I’m as grateful for this as I am for Miles’s efforts. The last thing I want to do right now is talk into a microphone.

I’ve been playing hockey with Theo for twenty-two years. And we’ve been on the same team, playing side by side since the very beginning. It’s hard to wrap my head around the possibility of playing without him.

But even more than that, this game is Theo’s life.

What will it mean if he can’t play anymore?

I turn Theo’s phone over and over in my hand. I grabbed it, along with his wallet, on my way out of the arena.

Coach Kimzey is silent for the ride to the hospital, which I appreciate. I don’t feel like making small talk, and we don’t know anything about Theo, so what is there to say? I just need to get to the hospital and get eyes on my brother. That’s all I want to do.

We finally pull to a stop in front of the emergency room entrance. “You go,” Coach Kimzey says. “I’ll park, then come find you.”

It takes a minute to get through reception, but eventually they figure out who I am and why I’m here, and I’m taken upstairs to a private waiting area. Apparently, Theo is already in surgery.

Nico is alone in the waiting room, his elbows resting on his knees and his head in his hands. I’ve never seen our head trainer look so dejected.

He stands as soon as I come in.

“How is he?” I ask.

Nico takes a deep breath, hesitating just enough to make me worry.

“Be straight with me, man. How bad are we talking here?”

He sits down and motions for me to sit beside him. “It’s bad, Carter. The cut was deep. They’re going to do everything they can, but the doctor was honest about the challenges with injuries like this. The possibility of losing fine motor skills, the dexterity in his hand—it’s very real.”

My mouth goes dry. “So he might not play again?”

“I mean, this is Theo we’re talking about,” Nico says. “If anyone is stubborn enough to beat the odds, it’s him. But his recovery won’t be easy.”

I drop my head into my hands and fight the urge to cry.

Theo not playing hockey. It can’t happen. It can’t.

“He has to play again,” I say, my voice soft.

Nico drops a hand onto my shoulder. “I know, man. Let’s believe he will, all right? He’s got the best surgeons in the state working on his hand right now. We just have to leave it to them.” He glances up as Coach Kimzey enters the waiting room. “And pray for a miracle.”

I stay seated as Nico gives Coach the same rundown he just gave me, my thoughts spiraling.

I wish I could have seen Theo. Talked to him. Looked in his eyes and told him he was going to get through this. That I would be right here every step of the way.

I want to yell at Nico for not calling me before they took him back.

I want to yell at Coach Kimzey for not getting me here fast enough to see him.

I want to go find Andrei Kiminsky and pound his face in for starting the fight with Theo in the first place.

But then movement at the doorway of the waiting room catches my eye, and I look up.

Sarah.

She’s breathing heavy, like she ran here, her eyes scanning the room until they land on me.

I can’t explain it. The magnetic pull that lifts me out of my chair and carries me across the room to her. I just know I couldn’t stop it if I tried.

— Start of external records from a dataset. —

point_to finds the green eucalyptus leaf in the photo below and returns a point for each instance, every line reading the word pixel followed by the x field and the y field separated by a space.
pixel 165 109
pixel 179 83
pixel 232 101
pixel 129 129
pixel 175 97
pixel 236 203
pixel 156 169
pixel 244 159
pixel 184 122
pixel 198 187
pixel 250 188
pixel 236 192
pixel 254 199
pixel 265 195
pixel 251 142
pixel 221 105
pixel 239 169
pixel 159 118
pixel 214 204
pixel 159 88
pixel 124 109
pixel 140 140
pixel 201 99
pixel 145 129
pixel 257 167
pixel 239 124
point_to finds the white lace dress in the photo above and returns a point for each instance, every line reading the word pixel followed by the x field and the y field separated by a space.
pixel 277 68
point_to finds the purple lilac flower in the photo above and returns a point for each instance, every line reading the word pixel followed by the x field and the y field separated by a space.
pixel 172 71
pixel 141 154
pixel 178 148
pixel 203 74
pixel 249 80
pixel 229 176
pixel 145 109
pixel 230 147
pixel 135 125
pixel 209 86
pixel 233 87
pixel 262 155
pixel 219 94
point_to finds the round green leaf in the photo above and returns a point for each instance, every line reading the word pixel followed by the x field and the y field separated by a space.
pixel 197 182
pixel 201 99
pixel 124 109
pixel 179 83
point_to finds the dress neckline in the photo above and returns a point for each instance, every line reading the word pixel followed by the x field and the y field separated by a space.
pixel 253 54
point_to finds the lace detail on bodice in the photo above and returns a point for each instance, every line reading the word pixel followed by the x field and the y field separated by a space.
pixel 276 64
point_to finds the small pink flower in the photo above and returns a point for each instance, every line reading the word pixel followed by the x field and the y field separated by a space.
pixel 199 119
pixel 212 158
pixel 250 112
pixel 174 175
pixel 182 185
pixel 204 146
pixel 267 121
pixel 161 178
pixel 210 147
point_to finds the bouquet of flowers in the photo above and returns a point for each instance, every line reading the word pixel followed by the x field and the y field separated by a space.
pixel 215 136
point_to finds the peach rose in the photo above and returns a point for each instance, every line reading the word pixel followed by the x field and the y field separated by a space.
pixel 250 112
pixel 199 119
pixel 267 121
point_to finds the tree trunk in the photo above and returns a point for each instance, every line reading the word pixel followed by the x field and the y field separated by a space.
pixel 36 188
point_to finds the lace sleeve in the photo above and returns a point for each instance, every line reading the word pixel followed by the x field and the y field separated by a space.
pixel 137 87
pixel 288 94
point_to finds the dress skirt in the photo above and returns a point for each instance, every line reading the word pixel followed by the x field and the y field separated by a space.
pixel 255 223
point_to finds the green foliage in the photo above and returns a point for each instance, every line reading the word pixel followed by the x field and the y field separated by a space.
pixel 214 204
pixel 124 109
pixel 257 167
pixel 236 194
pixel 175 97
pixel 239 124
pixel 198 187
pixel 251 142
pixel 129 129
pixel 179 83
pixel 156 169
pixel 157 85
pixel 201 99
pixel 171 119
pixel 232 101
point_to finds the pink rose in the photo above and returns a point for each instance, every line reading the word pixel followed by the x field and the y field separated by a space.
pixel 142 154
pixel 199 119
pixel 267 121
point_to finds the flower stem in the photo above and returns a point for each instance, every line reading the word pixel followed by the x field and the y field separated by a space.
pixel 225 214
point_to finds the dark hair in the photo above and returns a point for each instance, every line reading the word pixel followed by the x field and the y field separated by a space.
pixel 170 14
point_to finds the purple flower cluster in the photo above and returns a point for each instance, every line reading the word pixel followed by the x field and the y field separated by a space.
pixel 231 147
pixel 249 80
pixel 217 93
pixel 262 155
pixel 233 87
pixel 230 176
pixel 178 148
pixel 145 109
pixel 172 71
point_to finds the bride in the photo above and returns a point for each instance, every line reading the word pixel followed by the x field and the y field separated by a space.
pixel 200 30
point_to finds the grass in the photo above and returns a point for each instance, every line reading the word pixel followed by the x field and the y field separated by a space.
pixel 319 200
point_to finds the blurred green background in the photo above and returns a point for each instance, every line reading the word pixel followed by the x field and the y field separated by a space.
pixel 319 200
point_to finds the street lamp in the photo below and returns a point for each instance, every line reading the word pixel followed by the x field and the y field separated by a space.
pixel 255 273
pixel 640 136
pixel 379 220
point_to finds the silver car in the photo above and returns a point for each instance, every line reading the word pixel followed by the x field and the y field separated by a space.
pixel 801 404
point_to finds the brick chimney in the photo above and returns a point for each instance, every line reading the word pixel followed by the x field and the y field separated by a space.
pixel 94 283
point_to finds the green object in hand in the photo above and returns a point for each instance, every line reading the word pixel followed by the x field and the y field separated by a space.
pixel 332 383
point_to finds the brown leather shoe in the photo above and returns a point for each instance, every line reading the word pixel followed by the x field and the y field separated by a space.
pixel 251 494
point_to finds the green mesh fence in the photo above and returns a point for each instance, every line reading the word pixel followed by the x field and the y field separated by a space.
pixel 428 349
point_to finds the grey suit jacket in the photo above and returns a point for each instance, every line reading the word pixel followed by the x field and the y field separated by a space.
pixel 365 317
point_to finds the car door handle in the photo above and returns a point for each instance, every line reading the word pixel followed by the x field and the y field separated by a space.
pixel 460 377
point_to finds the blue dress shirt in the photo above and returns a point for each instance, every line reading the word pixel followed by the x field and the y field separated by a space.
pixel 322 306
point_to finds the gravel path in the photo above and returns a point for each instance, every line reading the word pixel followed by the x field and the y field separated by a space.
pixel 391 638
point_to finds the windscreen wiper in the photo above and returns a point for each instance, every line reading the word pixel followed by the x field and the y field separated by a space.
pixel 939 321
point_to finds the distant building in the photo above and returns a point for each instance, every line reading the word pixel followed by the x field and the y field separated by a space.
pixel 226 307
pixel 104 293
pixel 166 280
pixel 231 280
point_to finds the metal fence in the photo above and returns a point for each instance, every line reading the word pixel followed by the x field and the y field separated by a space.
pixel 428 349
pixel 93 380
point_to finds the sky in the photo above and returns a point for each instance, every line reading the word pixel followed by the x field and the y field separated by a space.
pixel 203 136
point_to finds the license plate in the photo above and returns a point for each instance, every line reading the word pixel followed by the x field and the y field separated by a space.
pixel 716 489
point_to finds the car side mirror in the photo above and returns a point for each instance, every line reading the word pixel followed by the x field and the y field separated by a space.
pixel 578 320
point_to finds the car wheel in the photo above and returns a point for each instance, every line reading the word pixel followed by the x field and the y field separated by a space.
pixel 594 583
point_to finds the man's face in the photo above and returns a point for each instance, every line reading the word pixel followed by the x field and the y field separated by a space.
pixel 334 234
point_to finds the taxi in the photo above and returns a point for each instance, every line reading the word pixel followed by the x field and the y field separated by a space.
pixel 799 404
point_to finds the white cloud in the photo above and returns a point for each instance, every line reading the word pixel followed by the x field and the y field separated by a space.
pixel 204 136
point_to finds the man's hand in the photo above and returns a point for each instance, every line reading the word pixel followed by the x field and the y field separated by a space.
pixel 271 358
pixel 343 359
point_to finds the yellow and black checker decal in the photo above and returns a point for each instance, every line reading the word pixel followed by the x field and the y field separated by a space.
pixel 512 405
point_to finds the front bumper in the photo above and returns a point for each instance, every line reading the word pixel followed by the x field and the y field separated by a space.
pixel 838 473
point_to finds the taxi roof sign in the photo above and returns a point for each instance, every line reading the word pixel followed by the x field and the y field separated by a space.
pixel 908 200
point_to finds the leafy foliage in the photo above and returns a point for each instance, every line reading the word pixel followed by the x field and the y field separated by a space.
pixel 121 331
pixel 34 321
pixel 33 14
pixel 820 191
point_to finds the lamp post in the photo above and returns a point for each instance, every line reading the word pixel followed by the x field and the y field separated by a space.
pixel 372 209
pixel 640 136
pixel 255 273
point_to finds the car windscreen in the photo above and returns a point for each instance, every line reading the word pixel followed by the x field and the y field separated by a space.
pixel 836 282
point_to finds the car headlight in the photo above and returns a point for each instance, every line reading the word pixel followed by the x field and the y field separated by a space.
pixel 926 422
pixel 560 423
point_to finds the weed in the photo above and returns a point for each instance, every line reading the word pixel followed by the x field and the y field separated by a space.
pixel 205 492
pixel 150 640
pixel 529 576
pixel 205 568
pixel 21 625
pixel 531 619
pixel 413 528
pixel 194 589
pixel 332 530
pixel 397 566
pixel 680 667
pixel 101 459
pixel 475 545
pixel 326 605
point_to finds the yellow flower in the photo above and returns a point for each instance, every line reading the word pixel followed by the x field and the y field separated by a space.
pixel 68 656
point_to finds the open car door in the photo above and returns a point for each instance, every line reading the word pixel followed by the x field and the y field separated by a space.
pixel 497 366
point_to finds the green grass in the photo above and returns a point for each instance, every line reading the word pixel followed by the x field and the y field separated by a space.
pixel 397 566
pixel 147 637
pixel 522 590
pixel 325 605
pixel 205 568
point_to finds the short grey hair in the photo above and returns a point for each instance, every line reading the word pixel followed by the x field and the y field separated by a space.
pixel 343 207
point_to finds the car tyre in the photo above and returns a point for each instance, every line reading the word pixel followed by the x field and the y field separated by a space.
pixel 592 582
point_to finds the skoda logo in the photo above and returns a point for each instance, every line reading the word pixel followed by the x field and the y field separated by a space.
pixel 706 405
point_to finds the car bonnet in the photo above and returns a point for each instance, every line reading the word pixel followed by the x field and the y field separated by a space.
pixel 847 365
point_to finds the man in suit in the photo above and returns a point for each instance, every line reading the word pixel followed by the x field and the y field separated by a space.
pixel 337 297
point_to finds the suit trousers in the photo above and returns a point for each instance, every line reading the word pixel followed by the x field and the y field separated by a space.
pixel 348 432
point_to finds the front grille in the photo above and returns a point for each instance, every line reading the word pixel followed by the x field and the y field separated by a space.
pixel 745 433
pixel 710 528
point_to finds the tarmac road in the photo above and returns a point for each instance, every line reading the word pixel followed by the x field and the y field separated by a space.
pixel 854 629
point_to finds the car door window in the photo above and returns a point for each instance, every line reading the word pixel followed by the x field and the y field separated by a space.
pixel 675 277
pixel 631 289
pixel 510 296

Her arms wrap around me, and I melt into the embrace, breathing her in. Over the past nine days, I’ve imagined a dozen different ways this moment might go. How seeing her again might feel. Being on the road made me all too aware what my feelings for Sarah actually are.

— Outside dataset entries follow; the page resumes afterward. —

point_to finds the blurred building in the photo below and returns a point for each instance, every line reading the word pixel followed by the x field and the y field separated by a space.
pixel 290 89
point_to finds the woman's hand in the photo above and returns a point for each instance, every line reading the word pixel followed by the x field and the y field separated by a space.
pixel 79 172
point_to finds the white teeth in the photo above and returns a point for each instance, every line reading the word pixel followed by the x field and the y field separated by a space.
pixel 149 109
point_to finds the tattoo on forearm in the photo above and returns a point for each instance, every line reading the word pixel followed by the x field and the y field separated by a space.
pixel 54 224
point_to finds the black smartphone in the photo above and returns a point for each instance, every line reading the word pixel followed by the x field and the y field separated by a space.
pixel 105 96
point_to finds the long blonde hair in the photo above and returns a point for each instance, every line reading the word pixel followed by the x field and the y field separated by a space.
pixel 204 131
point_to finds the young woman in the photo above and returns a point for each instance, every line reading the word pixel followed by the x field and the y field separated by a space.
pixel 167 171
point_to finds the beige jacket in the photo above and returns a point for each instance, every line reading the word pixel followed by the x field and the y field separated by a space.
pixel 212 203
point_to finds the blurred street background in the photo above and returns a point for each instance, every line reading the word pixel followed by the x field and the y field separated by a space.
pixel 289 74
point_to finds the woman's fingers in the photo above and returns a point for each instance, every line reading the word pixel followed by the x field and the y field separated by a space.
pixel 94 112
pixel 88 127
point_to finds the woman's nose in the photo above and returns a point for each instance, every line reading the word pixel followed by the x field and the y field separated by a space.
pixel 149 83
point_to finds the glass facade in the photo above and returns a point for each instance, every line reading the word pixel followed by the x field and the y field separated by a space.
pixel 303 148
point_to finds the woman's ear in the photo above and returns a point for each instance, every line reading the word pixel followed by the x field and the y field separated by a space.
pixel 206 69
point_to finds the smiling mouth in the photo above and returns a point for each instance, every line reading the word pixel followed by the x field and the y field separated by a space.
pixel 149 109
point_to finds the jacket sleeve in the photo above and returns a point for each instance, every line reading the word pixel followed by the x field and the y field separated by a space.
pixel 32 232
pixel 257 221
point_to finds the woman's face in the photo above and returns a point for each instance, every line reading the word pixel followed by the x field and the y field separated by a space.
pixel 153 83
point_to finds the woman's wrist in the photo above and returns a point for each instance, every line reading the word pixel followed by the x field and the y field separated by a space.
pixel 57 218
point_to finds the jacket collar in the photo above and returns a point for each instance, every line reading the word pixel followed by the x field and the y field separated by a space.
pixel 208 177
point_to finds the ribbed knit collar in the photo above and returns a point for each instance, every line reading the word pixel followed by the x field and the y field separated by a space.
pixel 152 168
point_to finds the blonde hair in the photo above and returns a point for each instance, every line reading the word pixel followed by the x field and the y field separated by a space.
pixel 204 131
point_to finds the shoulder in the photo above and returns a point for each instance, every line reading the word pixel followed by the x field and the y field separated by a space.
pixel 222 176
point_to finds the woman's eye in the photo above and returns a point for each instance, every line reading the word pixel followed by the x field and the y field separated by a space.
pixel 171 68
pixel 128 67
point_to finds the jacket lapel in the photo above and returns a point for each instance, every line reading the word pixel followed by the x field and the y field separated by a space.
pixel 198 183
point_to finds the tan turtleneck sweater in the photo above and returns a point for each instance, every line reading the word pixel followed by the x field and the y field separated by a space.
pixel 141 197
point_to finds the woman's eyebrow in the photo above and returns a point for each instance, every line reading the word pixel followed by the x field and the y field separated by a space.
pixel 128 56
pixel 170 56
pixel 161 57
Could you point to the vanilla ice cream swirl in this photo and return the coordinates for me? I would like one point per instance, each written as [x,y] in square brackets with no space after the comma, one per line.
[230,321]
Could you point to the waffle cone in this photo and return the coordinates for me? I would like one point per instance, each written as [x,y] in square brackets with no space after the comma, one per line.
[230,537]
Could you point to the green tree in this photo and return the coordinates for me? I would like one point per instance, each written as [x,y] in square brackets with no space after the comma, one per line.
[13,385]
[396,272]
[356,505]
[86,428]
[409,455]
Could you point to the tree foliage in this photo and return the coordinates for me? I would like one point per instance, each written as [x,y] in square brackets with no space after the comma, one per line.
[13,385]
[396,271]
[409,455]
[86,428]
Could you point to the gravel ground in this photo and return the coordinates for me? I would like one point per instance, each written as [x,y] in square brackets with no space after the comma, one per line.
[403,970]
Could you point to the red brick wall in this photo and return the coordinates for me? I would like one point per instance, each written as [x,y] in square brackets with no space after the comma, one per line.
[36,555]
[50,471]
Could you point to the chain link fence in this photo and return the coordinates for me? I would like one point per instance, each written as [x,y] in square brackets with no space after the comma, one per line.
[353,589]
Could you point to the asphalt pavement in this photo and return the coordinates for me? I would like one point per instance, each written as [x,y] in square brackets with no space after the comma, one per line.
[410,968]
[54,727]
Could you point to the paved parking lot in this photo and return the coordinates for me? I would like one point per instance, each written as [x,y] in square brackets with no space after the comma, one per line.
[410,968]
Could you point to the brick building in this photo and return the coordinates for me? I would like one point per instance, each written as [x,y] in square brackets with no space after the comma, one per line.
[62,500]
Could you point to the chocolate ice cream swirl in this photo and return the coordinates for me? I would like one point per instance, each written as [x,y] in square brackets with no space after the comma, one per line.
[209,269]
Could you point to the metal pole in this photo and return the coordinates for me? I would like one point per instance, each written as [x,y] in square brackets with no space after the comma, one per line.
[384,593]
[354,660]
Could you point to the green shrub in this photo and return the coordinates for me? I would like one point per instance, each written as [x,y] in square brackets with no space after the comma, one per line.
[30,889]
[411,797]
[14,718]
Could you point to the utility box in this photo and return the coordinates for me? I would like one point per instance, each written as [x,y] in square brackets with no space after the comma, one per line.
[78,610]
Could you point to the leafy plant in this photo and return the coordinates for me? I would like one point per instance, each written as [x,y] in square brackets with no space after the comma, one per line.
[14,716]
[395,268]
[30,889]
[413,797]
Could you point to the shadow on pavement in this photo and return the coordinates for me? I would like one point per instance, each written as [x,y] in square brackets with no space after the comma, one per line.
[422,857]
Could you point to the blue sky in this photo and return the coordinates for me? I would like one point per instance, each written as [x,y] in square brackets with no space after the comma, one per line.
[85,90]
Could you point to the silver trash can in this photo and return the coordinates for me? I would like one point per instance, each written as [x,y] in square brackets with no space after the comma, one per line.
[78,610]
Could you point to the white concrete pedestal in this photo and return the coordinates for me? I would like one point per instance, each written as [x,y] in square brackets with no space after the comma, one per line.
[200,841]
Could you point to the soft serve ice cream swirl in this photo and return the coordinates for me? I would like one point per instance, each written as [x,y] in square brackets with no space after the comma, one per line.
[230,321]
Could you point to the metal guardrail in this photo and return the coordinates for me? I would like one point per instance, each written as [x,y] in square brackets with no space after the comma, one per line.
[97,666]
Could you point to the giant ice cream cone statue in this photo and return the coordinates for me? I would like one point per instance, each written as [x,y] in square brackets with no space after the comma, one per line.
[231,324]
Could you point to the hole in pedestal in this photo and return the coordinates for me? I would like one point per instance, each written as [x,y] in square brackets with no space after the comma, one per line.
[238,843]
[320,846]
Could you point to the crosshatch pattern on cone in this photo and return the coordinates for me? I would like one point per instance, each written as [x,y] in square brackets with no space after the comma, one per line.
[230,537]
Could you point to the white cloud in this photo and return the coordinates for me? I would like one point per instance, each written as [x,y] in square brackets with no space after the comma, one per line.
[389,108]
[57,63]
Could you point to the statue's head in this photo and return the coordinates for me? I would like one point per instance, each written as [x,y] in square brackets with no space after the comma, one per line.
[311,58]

But this moment sharpens that realization even further.

I’m out of my mind worrying about my brother, filled with a desperation that makes me want to rage and cry all at the same time.

But with her arms around me, all of that somehow stills.

She feels like an anchor. Like home.

My body starts to tremble, and she tightens her grip.

“I’ve got you,” she whispers. “I’m here.” Her hand lifts to the nape of my neck, her fingers tangling in my hair. “Everything’s going to be okay.”